Today we start discussing ZooKeeper which is a wait free coordination for Internet scale systems. It allows distributed processes to co-ordinate with each other through a shared hierarchical namespace of data registers. We can think of it as a distributed lock server but it involves much more. It is available as open-source and introduces simple interface involving naming, configuration management, lock and synchronization and group services. This can be customized. It is used in configuration management in an unattended manner or for simpler deployment or provisioning. It is also used for distributed cluster management. It can be used for distributed synchronization in the form of locks, barriers and queues. We recall that the gossip protocol was used to propagate the updates via message exchanges. The Zookeper service is replicated over a set of machines. All machines store a copy of the data (in memory). A leader is elected on service startup. Clients only connect to a single zookeeper server and maintains a TCP connection. Clients can only read from any Zookeeper server, writes go through the leader and need majority consensus. The data model consists of a hierarchical namespace where each node in the namespace is called a ZNode.
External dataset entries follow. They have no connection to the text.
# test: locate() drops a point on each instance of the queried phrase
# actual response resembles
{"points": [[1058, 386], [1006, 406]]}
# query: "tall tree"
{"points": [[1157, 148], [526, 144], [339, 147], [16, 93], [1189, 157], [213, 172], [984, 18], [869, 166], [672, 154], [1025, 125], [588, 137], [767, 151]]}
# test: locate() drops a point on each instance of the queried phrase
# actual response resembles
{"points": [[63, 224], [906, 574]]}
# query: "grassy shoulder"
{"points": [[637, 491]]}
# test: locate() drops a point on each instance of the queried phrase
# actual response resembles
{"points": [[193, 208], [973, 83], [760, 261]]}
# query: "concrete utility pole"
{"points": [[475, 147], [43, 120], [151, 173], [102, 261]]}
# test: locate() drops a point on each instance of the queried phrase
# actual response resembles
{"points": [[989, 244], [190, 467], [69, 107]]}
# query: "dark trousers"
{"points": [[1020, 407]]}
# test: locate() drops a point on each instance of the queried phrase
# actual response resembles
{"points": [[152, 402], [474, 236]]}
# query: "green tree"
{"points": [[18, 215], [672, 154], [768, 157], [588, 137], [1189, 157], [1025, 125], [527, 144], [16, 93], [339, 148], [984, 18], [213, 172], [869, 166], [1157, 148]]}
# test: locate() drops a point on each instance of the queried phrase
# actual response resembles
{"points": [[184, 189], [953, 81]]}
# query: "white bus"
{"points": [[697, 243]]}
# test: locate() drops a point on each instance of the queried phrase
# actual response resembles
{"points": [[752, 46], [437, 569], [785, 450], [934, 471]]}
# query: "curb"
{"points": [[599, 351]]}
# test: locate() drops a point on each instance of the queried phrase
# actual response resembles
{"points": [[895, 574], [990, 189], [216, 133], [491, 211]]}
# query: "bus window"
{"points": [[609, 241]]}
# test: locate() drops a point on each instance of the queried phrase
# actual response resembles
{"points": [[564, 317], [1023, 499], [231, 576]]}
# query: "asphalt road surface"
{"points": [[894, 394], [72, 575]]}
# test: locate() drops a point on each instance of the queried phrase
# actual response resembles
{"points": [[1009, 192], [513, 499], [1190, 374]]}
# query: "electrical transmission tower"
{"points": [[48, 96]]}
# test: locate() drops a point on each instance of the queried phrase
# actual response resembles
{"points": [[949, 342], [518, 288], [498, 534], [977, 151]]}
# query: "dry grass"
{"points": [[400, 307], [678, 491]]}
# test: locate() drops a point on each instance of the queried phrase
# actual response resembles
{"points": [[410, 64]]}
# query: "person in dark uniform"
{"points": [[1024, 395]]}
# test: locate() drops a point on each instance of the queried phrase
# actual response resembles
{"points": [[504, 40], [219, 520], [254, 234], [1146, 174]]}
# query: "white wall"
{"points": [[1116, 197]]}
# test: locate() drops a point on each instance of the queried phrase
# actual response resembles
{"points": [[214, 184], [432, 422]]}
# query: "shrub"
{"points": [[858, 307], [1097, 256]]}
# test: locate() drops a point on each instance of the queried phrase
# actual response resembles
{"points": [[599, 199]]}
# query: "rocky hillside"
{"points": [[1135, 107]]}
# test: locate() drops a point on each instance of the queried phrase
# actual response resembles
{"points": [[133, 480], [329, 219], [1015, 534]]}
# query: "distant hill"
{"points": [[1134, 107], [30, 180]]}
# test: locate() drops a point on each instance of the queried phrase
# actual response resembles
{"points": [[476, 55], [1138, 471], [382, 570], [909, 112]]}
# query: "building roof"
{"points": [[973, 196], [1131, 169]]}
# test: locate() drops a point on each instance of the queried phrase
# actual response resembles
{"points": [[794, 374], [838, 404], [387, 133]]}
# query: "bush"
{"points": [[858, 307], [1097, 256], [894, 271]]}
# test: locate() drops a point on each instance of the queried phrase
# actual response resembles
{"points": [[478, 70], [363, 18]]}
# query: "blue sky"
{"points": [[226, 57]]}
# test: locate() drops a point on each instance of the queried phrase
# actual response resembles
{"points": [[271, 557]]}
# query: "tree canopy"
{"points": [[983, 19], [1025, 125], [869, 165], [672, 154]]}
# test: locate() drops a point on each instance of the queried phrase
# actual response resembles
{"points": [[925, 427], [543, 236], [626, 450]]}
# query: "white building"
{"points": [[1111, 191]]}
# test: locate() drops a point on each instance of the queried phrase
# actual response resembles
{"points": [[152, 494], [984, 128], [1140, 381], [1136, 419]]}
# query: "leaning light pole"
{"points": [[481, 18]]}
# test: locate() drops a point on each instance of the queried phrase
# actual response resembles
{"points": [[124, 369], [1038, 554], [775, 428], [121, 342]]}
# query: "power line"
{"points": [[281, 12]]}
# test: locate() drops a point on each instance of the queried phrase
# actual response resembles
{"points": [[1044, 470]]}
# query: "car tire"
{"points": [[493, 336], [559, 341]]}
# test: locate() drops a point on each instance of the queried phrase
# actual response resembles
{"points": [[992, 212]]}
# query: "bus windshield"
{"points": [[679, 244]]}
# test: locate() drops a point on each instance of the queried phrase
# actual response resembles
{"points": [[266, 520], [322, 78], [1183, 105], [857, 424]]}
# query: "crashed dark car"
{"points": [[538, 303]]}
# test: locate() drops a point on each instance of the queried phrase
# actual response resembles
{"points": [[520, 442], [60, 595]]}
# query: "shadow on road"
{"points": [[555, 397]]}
ZNode paths are canonical, absolute and slash-separted and they have no relative references.
#coding exercises
Find the product of first K magic numbers
int GetMagicN(int n)
{
int power = 1;
int result = 0;
while (n)
{
power = power * 5;
if ( n & 1)
result += power;
n >> = 1;
}
return result;
}
long GetMagicProduct (int k)
{
long result = 0;
for (int I = 1; I <= k; I++)
result *= GetMagicN(k);
return result;
}
It might be interesting to note that since the magic numbers map to bit representations of consecutive integers, we can easily tell how far apart are perfect powers of 5 in the magic number sequence.